La casa produttrice di Minecraft, ormai famosissimo sandbox, è stata ufficialmente acquisita da Microsoft Games. Mojang, che sin dal 2012 ha ricevuto importanti attenzioni dalla casa statunitense, ha pubblicato il 15 settembre ’14 l’ufficializzazione della notizia sul sito mojang.com, affermando di aver venduto il suo videogame per la modica cifra di 2.5 milioni di dollari.

Si sottolinea che Minecraft è stato da sempre un gioco indie, cioè fa parte di quei videogame prodotti indipendentemente dalle maggiori aziende di videogame. Inoltre è stato sviluppato da un team di ragazzi e appassionati veramente esiguo per lo standard odierno videoludico e lo stesso Mojang afferma che non ci sarà cambiamento per lo stile di produzione per future espansioni, rassicurando i fan preoccupati per eventuali cambiamenti radicali che potrebbero portare la serie fuori strada rispetto gli obbiettivi delle ultime espansioni.

La nascita

Minecraft ha da subito riscosso un grande successo per la sua veste grafica particolare e la libertà lasciata al giocatore. Con il suo motore grafico a “cubetti”, è diventato un vero e proprio tormentone videoludico tanto da far popolare anche fiere del settore, da cosplayer vestiti in questo stile “pixelloso”, per non citare la sua visibilità sulle maggiori riviste del settore.
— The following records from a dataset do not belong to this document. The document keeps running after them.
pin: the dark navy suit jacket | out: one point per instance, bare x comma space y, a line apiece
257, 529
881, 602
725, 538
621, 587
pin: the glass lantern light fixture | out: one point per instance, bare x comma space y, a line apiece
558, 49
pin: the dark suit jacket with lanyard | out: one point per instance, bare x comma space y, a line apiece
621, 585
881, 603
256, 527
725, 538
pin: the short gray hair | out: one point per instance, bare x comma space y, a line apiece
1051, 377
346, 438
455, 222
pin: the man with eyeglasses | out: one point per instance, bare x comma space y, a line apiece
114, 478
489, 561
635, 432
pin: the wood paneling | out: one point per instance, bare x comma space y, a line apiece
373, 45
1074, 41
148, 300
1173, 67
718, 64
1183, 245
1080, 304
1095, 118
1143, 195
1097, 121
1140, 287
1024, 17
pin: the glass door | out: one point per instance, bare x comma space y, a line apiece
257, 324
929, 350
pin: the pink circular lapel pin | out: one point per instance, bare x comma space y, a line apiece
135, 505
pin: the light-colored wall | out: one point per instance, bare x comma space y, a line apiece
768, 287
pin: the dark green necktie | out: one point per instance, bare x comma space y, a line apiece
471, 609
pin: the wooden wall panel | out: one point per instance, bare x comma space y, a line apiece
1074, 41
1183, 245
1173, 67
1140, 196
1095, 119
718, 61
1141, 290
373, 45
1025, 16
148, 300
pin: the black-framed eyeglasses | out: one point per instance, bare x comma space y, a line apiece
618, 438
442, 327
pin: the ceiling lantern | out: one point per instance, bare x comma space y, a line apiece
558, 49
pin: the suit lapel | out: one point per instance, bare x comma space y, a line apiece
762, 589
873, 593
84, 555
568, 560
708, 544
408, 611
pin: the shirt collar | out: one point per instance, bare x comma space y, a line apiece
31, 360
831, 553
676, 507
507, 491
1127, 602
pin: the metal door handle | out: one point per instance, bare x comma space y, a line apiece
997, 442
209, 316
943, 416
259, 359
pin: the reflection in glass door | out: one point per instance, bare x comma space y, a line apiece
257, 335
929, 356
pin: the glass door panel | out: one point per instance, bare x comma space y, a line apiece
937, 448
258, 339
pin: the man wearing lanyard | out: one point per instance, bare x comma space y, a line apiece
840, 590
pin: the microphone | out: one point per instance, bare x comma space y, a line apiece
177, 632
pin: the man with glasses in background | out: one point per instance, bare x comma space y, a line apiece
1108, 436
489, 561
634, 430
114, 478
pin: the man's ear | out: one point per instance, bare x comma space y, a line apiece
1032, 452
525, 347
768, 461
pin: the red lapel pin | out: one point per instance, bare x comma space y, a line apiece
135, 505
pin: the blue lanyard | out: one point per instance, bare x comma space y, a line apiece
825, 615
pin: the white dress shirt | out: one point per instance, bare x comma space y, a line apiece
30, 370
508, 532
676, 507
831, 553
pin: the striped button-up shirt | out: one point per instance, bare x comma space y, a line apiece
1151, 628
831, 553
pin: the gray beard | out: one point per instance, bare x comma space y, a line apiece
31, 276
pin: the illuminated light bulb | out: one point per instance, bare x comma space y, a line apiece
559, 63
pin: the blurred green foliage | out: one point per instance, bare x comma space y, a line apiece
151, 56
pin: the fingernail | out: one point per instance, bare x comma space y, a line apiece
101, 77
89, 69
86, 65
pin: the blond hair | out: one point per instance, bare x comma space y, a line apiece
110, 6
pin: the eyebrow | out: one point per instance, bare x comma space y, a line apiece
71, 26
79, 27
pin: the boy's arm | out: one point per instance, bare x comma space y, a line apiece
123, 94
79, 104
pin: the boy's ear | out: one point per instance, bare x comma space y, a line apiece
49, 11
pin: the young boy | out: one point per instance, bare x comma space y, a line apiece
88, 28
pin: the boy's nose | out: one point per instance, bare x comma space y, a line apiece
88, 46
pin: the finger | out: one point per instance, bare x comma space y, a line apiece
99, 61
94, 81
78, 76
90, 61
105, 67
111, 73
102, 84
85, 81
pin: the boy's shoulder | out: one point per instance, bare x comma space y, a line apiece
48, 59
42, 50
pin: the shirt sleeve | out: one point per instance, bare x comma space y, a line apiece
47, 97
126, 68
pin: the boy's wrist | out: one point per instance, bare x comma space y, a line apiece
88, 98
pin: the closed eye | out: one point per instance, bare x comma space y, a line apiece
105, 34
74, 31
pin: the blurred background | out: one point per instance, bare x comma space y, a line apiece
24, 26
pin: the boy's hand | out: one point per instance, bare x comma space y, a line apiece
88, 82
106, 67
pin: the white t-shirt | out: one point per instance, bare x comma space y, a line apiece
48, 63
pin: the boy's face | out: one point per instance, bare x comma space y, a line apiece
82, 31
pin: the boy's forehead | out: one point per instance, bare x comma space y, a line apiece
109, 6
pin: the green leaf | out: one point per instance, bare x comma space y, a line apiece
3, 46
La novità del gioco sta proprio nella mancanza di informazioni per il giocatore durante la sua prima partita, infatti quest’ultimo è catapultato in una landa desolata composta da migliaia di cubetti, liberamente lavorabili in modo da poter costruire ogni genere di struttura. Il paesaggio e non meno ispirato. Molto particolare è anche sole, luna e nuvole, tutte riprodotte in base all’unità cubica (“Voxtel “NdR).

Inotre innovazione decisiva del titolo è stato l’open world da tutti considerato “definitivo”, in quanto in minecraft non esistono confini: la grafica che richiede poca memoria di archiviazione e relativamente basse capacità grafiche, permettono una continua espansione dei confini di gioco, “quasi infiniti”.

Tutto ciò è condito da un folto ed intuitivo crafting: è senza dubbio molto divertente entrare in gioco per la prima volta ed immaginare i materiali e la loro posizione nel tavolo da lavoro per creare oggetti.

Senza dubbio Mojang ha ottenuto un successo inaspettato ma, rispetto a tanti altri giochi che con la grafica coprono difetti molto evidenti del gameplay, bisogna sottolineare che questa volta ha vinto l’idea geniale di turno, e visto il crescente numero di indie, provocato dalla maggiore accessibilità ai motori grafici moderni, ben si spera per il futuro dei videogame.